Peraltro sottraendoli alla giurisdizione dei vescovi e affidandoli alla protezione del prestigioso e potente Ordine teutonico, che si affidava regolarmente alle grandi competenze in ambito finanziario e giuridico che gli ebrei avevano, e ciò permise loro di accrescere indubbiamente la loro ricchezza. Lo stesso atteggiamento ebbero i successori di Federico II, come scrive Shlomo Simonsohn, tra i più importanti studiosi della presenza ebraica in Italia, in Jews in Sicily, “nel 1404 re Martino ordinò ai funzionari locali di evitare ogni richiesta di servizi o pagamenti agli ebrei, dal momento che essi dipendevano solo dalla tesoreria reale” ed il loro prestigio era via via cresciuto tanto che affermano le studiose Angela Scandaliato e Maria Gerardi in La Giudecca di Sciacca esistono “tre documenti del 1435 in cui si nominano i privilegi, che gli ebrei locali erano riusciti infine ad ottenere da re Martino, in base ai quali i prothi dovevano essere eletti ogni anno senza interferenza da parte dei cristiani”. Ma parafrasando Tolkien l’oro attirò Smaug il “drago dell’avidità”. Ed è quello che avvenne nel regno di Sicilia con l’editto di espulsione degli ebrei firmato dai sovrani Isabella e Ferdinando, a Granada il 31 marzo 1492 che ebbe come obiettivo l’acquisizione dei loro beni, allo scopo di risanare le casse della corona dopo la guerra contro i saraceni spagnoli. Stesso destino che toccherà poi all’Ordine teutonico di Sicilia che dovette lasciare l’isola in seguito a false accuse. Fu l’inizio del dramma dell’assolutismo che andava prendendo piede in Europa e dell’antisemitismo che fu presente in ogni epoca. Ed anche Martin Lutero si distinse nella colpevolizzazione dell’ebreo con il trattato antisemita nel 1543 Degli ebrei e delle loro menzogne in sintonia peraltro con l’atteggiamento discriminatorio della Chiesa Cattolica che fu tale almeno fino al Concilio Vaticano II.
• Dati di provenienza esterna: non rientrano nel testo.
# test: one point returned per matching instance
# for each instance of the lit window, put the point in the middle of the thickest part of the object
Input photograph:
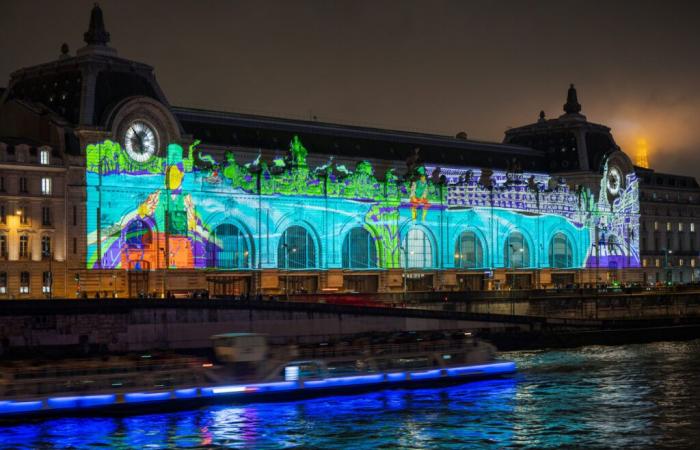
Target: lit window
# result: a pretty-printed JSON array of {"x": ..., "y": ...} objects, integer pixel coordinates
[
  {"x": 46, "y": 246},
  {"x": 23, "y": 215},
  {"x": 46, "y": 186},
  {"x": 517, "y": 251},
  {"x": 560, "y": 252},
  {"x": 23, "y": 246},
  {"x": 24, "y": 282},
  {"x": 44, "y": 157},
  {"x": 359, "y": 250},
  {"x": 296, "y": 249}
]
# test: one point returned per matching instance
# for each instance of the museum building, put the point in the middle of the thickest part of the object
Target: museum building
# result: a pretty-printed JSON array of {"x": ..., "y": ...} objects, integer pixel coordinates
[{"x": 106, "y": 188}]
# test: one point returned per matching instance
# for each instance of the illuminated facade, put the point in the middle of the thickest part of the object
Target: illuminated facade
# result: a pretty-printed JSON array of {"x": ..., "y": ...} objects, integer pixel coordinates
[{"x": 157, "y": 198}]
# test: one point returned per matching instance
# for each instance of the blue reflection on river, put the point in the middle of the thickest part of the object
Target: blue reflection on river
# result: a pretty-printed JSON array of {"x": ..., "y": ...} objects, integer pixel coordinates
[{"x": 627, "y": 396}]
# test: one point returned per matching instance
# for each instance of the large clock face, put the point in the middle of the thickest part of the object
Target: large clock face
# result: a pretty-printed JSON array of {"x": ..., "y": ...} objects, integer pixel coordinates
[
  {"x": 614, "y": 181},
  {"x": 140, "y": 141}
]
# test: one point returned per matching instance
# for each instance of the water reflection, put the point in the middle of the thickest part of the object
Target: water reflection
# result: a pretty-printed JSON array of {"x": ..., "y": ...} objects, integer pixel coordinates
[{"x": 632, "y": 396}]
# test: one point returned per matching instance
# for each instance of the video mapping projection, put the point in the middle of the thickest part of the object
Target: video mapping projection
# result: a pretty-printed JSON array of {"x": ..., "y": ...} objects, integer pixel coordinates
[{"x": 188, "y": 210}]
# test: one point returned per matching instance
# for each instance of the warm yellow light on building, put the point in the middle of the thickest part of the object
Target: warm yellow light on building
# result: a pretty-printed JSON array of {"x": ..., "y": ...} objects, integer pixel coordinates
[{"x": 642, "y": 157}]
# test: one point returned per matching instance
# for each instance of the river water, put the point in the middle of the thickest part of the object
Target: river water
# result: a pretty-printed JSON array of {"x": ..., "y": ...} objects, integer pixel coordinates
[{"x": 640, "y": 396}]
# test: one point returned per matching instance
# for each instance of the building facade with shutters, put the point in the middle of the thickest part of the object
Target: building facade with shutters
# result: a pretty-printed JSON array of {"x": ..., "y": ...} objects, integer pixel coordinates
[{"x": 108, "y": 189}]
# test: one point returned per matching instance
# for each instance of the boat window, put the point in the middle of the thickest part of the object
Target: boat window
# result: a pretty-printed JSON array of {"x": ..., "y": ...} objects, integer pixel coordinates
[
  {"x": 346, "y": 367},
  {"x": 303, "y": 370},
  {"x": 410, "y": 363}
]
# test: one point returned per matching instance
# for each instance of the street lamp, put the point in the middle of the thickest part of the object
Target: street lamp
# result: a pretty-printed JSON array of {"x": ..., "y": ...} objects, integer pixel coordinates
[
  {"x": 46, "y": 253},
  {"x": 404, "y": 249}
]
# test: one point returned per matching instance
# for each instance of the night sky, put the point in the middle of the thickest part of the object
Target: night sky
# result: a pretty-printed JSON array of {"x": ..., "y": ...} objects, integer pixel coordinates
[{"x": 439, "y": 67}]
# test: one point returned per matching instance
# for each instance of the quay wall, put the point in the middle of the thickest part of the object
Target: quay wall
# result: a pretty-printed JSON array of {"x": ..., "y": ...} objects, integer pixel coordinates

I presupposti della nullificazione dell’individuo affondano nell’idea totalitaria che i sovrani, e i governi in quanto “Stato” abbiano il diritto di determinare ogni aspetto della vita, e possono autorizzare qualsiasi crimine anche attraverso l’emanazione di leggi ingiuste, come quelle razziali italiane del 1938, in nome dello “Spirito” assoluto che pretendono di incarnare senza nessun rimorso o dubbio. Tutto ciò però fu teorizzato ben prima del nazionalsocialismo da Georg Wilhelm Friedrich Hegel. Per il teorico dell’idealismo tedesco infatti la libertà e la dignità individuale possono essere sottomessi in nome dello “Stato” e da lì e gioco facile giustificare il resto come è avvenuto per la dogmatizzazione della presunta superiorità della “razza ariana”. D’altronde il razzismo è un’aberrazione dell’intelletto umano, già teorizzato in Francia nell’ottocento con il Saggio sull’ineguaglianza delle razze umane di Joseph Arthur de Gobineau e poi dal britannico Houston Stewart Chamberlain che pubblicò nel 1899 l’opera destinata ad ispirare molte delle idee della futura politica razziale nella Germania nazista, I fondamenti del diciannovesimo secolo (Die Grundlagen des neunzehnten Jahrhunderts) che fece da preludio al Mein Kampf, la sua naturale evoluzione. Per questo solo la memoria e il rifiuto di ogni totalitarismo, nazismo e comunismo per primi, può scongiurare un analogo futuro. Ed è fondamentale pertanto rinnovare un impegno sempre più attivo per la difesa della libertà in nome della dignità umana, che va valorizzata senza distinzione di razza, età, censo, colore, sesso, lingua, religione o cultura perché la vita su questa terra è difficile e un individuo, purtroppo, può diventare da un giorno all’altro homo homini lupus con il più dozzinale dei pretesti e il più insignificante delle sembianze: la profondità del male sta anche e non solo nella sua tragica banalità.